The Palestinian government announced May 20 its 100-day plan to boost the local economy and industrial areas through development projects, in a bid to find solutions to the financial crisis gripping the PA since the United States suspended financial assistance earlier this year.
The PA's financial hardships were compounded by its Feb. 17 decision to return the tax money Israel collected on its behalf after Israel froze 500 million shekels ($138 million) from the total owed, equivalent to the amount the PA paid last year to the families of Palestinian prisoners in Israeli prisons and of those killed in resistance activities.
The Palestinian government seeks to diversify and increase its financial revenues by exporting Palestinian products to markets around the world after having established economic ties with countries whose markets can accommodate Palestinian goods, such as Saudi Arabia, the Netherlands, Jordan and Egypt.
Palestinian goods' lack of a barcode is seen as one of the biggest marketing challenges abroad.
Azmi Abdul Rahman, the spokesman for the Palestinian National Economy Ministry, told Al-Monitor the ministry has submitted several requests over the years to the GS1 — a nonprofit organization that develops and maintains global standards for business communication headquartered in Brussels — to obtain an international barcode for Palestinian products. But in 2015, the GS1 rejected the Palestinian request to obtain a barcode, as it refuses to recognize Palestine as a state.
Abdul Rahman said having commercial attaches in Palestinian embassies has long been an objective for Palestinians. “This decision, however, ought to be preceded by strong steps to boost the Palestinian economy and local products so that it can compete with international products. This is not to mention the need to increase the production in Palestinian companies and factories,” he said.

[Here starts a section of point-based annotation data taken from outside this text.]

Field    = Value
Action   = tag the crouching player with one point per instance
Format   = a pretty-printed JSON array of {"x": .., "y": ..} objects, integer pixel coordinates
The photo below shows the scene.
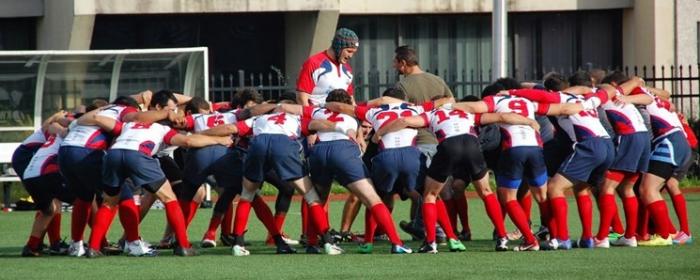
[
  {"x": 45, "y": 184},
  {"x": 458, "y": 149},
  {"x": 275, "y": 146},
  {"x": 337, "y": 155},
  {"x": 131, "y": 157}
]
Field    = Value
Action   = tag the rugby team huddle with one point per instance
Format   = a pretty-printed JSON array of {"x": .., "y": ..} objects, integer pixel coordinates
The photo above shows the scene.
[{"x": 539, "y": 140}]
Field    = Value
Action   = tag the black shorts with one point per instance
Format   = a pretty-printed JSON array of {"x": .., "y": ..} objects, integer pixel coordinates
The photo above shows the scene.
[
  {"x": 455, "y": 153},
  {"x": 45, "y": 188}
]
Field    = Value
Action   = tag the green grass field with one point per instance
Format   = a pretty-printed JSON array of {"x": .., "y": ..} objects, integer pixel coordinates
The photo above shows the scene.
[{"x": 480, "y": 261}]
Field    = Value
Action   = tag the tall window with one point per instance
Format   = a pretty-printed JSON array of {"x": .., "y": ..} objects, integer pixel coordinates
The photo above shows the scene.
[{"x": 458, "y": 47}]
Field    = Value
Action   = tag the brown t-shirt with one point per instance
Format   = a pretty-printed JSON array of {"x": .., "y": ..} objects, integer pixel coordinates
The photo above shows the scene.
[{"x": 421, "y": 88}]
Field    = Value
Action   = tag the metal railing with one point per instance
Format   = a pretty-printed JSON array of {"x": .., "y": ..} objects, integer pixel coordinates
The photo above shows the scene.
[{"x": 682, "y": 81}]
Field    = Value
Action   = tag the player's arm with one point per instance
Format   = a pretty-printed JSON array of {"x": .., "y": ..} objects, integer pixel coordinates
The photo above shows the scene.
[
  {"x": 637, "y": 99},
  {"x": 564, "y": 109},
  {"x": 151, "y": 116},
  {"x": 661, "y": 93},
  {"x": 56, "y": 129},
  {"x": 578, "y": 90},
  {"x": 303, "y": 98},
  {"x": 473, "y": 107},
  {"x": 143, "y": 97},
  {"x": 629, "y": 86},
  {"x": 256, "y": 110},
  {"x": 221, "y": 130},
  {"x": 58, "y": 116},
  {"x": 322, "y": 125},
  {"x": 443, "y": 100},
  {"x": 401, "y": 123},
  {"x": 342, "y": 108},
  {"x": 536, "y": 95},
  {"x": 383, "y": 100},
  {"x": 295, "y": 109},
  {"x": 198, "y": 140},
  {"x": 509, "y": 118}
]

He explained that Israel’s control of the commercial crossings has significantly affected the PA’s ability to conduct trade, noting that the majority of Palestinian exports enter the Israeli market.
According to the latest statistics published by the Palestinian Central Bureau of Statistics in November 2018, the Palestinian exports in 2017 reached around $1.65 billion, i.e., a 14.9% increase from 2016. Israel is considered the top destination for Palestinian exports estimated at around $878 million.
Former Palestinian Prime Minister Rami al-Hamdallah said in November 2018 that Palestinian products had reached 70 countries around the world by the end of 2018, amid expectations that the national industries would contribute to increasing the gross domestic product (GDP) by 14.1% to 24% over the next 10 years.
Nasr Abdel Karim, a professor of economics at Birzeit University, told Al-Monitor that the Palestinian government’s step to appoint more commercial attaches is an ambitious one, noting that appointing attaches should happen in tandem with other activities and measures to boost local industries. He called upon the Palestinian government to try to focus first on producing local goods with competitive prices to replace the imported alternatives, noting that the Palestinian imports for 2017 amounted to $5 billion as opposed to $1 billion in exports.
Mohammad Abu Jiab, editor-in-chief of Al-Eqtesadia newspaper in Gaza, explained to Al-Monitor that the financial crisis gripping the PA has prompted it to find solutions to increase the GDP as much as possible.